Nor were the stock markets friendly to advisors. After several years of double-digit returns, the S&P 500 was up 1.4% in 2015, including dividends. Since mid-2014, domestic equities have essentially gone nowhere.
Among the 612 RIA firms surveyed by Financial Advisor magazine, more than one-third, 219, said they saw assets under management shrink last year. The average amount of firm assets per client fell 4.2% from $5.5 million to $5.27 million.
“Poor market conditions for the past two years [hurt],” says a principal at one firm in the survey. Other responses should remind advisors that their firms are always vulnerable to staffing and succession issues. One advisory with more than $2 billion in year-end total assets noted, that the “loss of a single senior advisor in 2015 negatively impacted [the firm’s] AUM by over $400 million.”

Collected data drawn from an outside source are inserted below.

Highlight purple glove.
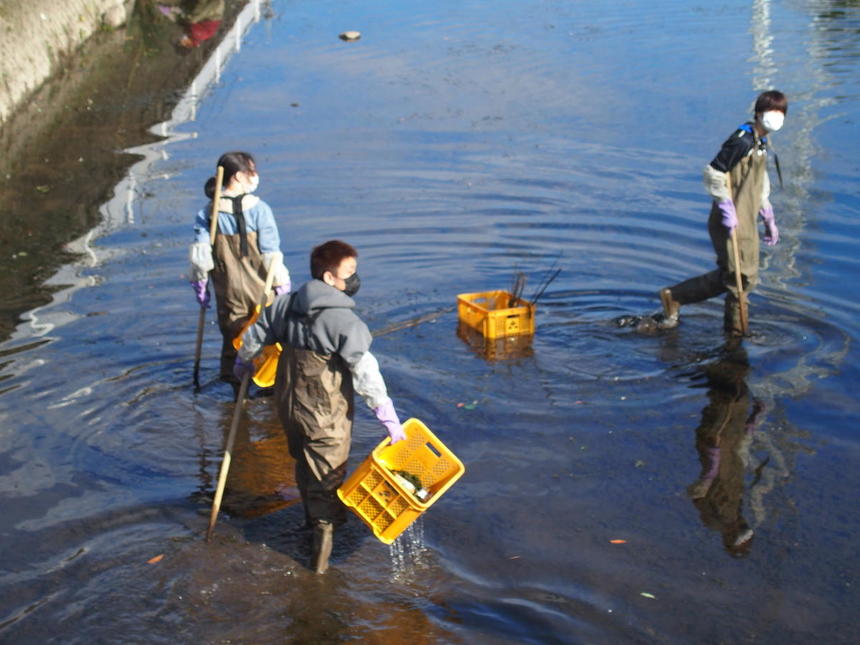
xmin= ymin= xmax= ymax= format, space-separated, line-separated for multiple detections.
xmin=701 ymin=445 xmax=721 ymax=481
xmin=717 ymin=199 xmax=738 ymax=232
xmin=759 ymin=204 xmax=779 ymax=246
xmin=273 ymin=281 xmax=291 ymax=297
xmin=374 ymin=398 xmax=406 ymax=444
xmin=191 ymin=279 xmax=210 ymax=308
xmin=233 ymin=356 xmax=256 ymax=382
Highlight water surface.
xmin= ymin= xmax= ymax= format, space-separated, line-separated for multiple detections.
xmin=1 ymin=0 xmax=859 ymax=642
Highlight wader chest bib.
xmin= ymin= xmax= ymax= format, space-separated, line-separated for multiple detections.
xmin=667 ymin=133 xmax=768 ymax=334
xmin=709 ymin=136 xmax=767 ymax=294
xmin=209 ymin=196 xmax=268 ymax=376
xmin=275 ymin=344 xmax=354 ymax=525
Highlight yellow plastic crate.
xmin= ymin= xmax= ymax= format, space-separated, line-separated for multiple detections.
xmin=231 ymin=303 xmax=282 ymax=388
xmin=337 ymin=418 xmax=465 ymax=544
xmin=457 ymin=290 xmax=536 ymax=339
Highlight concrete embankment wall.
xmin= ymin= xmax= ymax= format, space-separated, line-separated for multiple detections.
xmin=0 ymin=0 xmax=133 ymax=125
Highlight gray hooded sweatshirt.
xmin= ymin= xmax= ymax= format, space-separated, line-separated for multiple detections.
xmin=238 ymin=279 xmax=390 ymax=409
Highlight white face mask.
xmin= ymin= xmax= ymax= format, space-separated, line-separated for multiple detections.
xmin=246 ymin=173 xmax=260 ymax=193
xmin=761 ymin=110 xmax=784 ymax=133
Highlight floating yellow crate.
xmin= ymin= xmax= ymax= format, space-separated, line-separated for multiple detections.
xmin=457 ymin=290 xmax=536 ymax=339
xmin=337 ymin=418 xmax=465 ymax=544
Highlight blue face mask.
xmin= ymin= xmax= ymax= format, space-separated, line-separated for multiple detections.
xmin=343 ymin=273 xmax=361 ymax=297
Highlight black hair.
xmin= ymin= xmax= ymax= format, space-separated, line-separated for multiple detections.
xmin=310 ymin=240 xmax=358 ymax=280
xmin=204 ymin=151 xmax=256 ymax=198
xmin=754 ymin=90 xmax=788 ymax=116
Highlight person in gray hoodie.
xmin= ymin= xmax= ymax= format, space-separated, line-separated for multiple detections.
xmin=235 ymin=240 xmax=406 ymax=573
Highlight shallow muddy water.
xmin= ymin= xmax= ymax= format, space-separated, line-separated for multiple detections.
xmin=1 ymin=0 xmax=859 ymax=642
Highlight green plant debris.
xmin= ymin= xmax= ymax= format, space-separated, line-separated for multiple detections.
xmin=392 ymin=469 xmax=422 ymax=490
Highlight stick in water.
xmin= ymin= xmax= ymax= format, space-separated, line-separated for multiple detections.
xmin=206 ymin=252 xmax=280 ymax=541
xmin=725 ymin=176 xmax=749 ymax=335
xmin=193 ymin=165 xmax=225 ymax=391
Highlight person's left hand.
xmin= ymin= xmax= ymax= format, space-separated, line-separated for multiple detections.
xmin=233 ymin=356 xmax=256 ymax=382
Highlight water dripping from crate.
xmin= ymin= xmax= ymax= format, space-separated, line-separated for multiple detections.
xmin=388 ymin=518 xmax=429 ymax=581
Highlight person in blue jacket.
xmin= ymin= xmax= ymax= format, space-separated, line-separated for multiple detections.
xmin=188 ymin=151 xmax=290 ymax=384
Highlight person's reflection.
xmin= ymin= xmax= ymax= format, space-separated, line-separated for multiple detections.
xmin=687 ymin=344 xmax=764 ymax=557
xmin=156 ymin=0 xmax=225 ymax=49
xmin=206 ymin=400 xmax=299 ymax=519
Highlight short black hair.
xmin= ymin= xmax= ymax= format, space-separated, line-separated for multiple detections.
xmin=754 ymin=90 xmax=788 ymax=116
xmin=310 ymin=240 xmax=358 ymax=280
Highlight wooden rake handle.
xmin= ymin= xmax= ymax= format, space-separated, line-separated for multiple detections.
xmin=205 ymin=253 xmax=281 ymax=541
xmin=193 ymin=166 xmax=226 ymax=390
xmin=726 ymin=176 xmax=749 ymax=335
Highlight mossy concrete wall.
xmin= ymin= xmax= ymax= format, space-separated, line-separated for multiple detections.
xmin=0 ymin=0 xmax=133 ymax=125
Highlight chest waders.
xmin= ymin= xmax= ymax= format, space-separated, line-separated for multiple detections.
xmin=274 ymin=301 xmax=353 ymax=530
xmin=210 ymin=195 xmax=268 ymax=379
xmin=664 ymin=133 xmax=767 ymax=336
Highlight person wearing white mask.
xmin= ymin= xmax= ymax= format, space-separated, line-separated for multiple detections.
xmin=188 ymin=151 xmax=291 ymax=390
xmin=653 ymin=91 xmax=788 ymax=336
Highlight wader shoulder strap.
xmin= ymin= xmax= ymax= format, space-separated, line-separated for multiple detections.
xmin=224 ymin=194 xmax=250 ymax=258
xmin=205 ymin=194 xmax=250 ymax=257
xmin=739 ymin=123 xmax=781 ymax=187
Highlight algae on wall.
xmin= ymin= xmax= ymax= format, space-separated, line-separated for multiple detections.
xmin=0 ymin=0 xmax=133 ymax=125
xmin=0 ymin=0 xmax=247 ymax=341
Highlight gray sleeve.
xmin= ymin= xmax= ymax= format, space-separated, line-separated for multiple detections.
xmin=760 ymin=169 xmax=771 ymax=205
xmin=350 ymin=351 xmax=390 ymax=409
xmin=189 ymin=242 xmax=213 ymax=281
xmin=337 ymin=317 xmax=373 ymax=366
xmin=237 ymin=292 xmax=292 ymax=362
xmin=262 ymin=251 xmax=290 ymax=287
xmin=703 ymin=164 xmax=730 ymax=202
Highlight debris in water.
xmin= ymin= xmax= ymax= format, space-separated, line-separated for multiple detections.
xmin=640 ymin=592 xmax=656 ymax=599
xmin=339 ymin=31 xmax=361 ymax=41
xmin=614 ymin=314 xmax=642 ymax=328
xmin=457 ymin=400 xmax=478 ymax=410
xmin=147 ymin=554 xmax=164 ymax=564
xmin=610 ymin=539 xmax=627 ymax=544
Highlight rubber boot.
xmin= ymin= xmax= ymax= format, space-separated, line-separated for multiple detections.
xmin=657 ymin=288 xmax=680 ymax=329
xmin=311 ymin=520 xmax=334 ymax=574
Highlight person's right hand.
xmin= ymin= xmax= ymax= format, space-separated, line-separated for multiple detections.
xmin=717 ymin=199 xmax=738 ymax=233
xmin=374 ymin=398 xmax=406 ymax=444
xmin=191 ymin=279 xmax=210 ymax=308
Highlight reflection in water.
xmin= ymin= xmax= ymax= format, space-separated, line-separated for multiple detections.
xmin=156 ymin=0 xmax=226 ymax=49
xmin=209 ymin=400 xmax=298 ymax=519
xmin=0 ymin=0 xmax=253 ymax=343
xmin=0 ymin=0 xmax=859 ymax=642
xmin=456 ymin=322 xmax=534 ymax=361
xmin=686 ymin=344 xmax=766 ymax=557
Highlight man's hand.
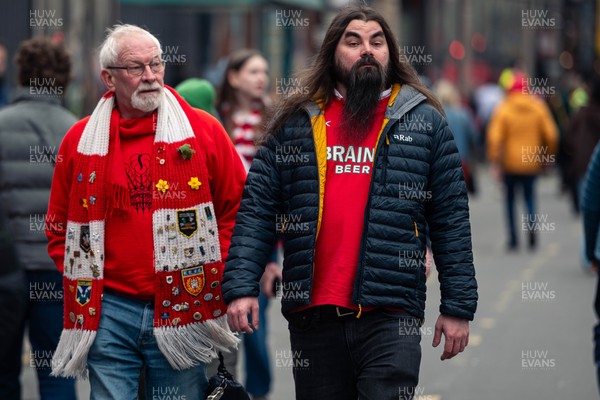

There are other suggestions, however, that the volatility and regulatory burdens borne by other channels are the registered investment advisor’s gain. The average number of client relationships rose more than 16%, to 946.67 in 2015 from 813.88 in 2014, as the very big firms continued to get bigger. The average number of employees at the firms, according to the survey, rose to 26.73 from 23.86.
“The local and national economy have played a large role in the growth of our business,” says a principal at one firm, “mostly because of the recent market volatility and the effect that has had on client emotions and willingness to move assets.”
Technology plays a role in hindering growth as well. Says the principal at one firm with a little more than $200 million in assets: “The thing that has most hurt our firm in our aim to grow our asset base has been the building out of the infrastructure from scratch since we [are] such a young firm.”
But chaos, as the roguish character Littlefinger from Game of Thrones once noted, also creates a ladder and opportunity. One owner of a business with $25 million in assets in 2016 noted flatly: “Market volatility has helped.”
And the new DOL regs were seen by many not as hindrance but as validation—the stamp of approval for a fiduciary approach they were already taking. Says one advisor: “I believe we will benefit from the DOL policy because more clients will come to realize that their broker did not treat them as well as they thought.”
Some firms viewed the stagnant business environment as an opportunity to re-examine their business strategy and make some tactical shifts to invest in the future. Massey, Quick & Co. of Morristown, N.J., was established a decade ago as a high-end firm and grew quickly to $2 billion in assets under management, attracting clients with an average of $11 million at the firm, according to managing partner Joseph Belfatto.
But those types of clients typically gain their wealth via some sort of liquidity event, and since the Great Recession, there haven’t been as many initial public offerings or mergers and acquisitions. So Massey Quick dropped its $5 million minimum and decided to target the emerging affluent, reaching out to business owners, successful women and younger executives.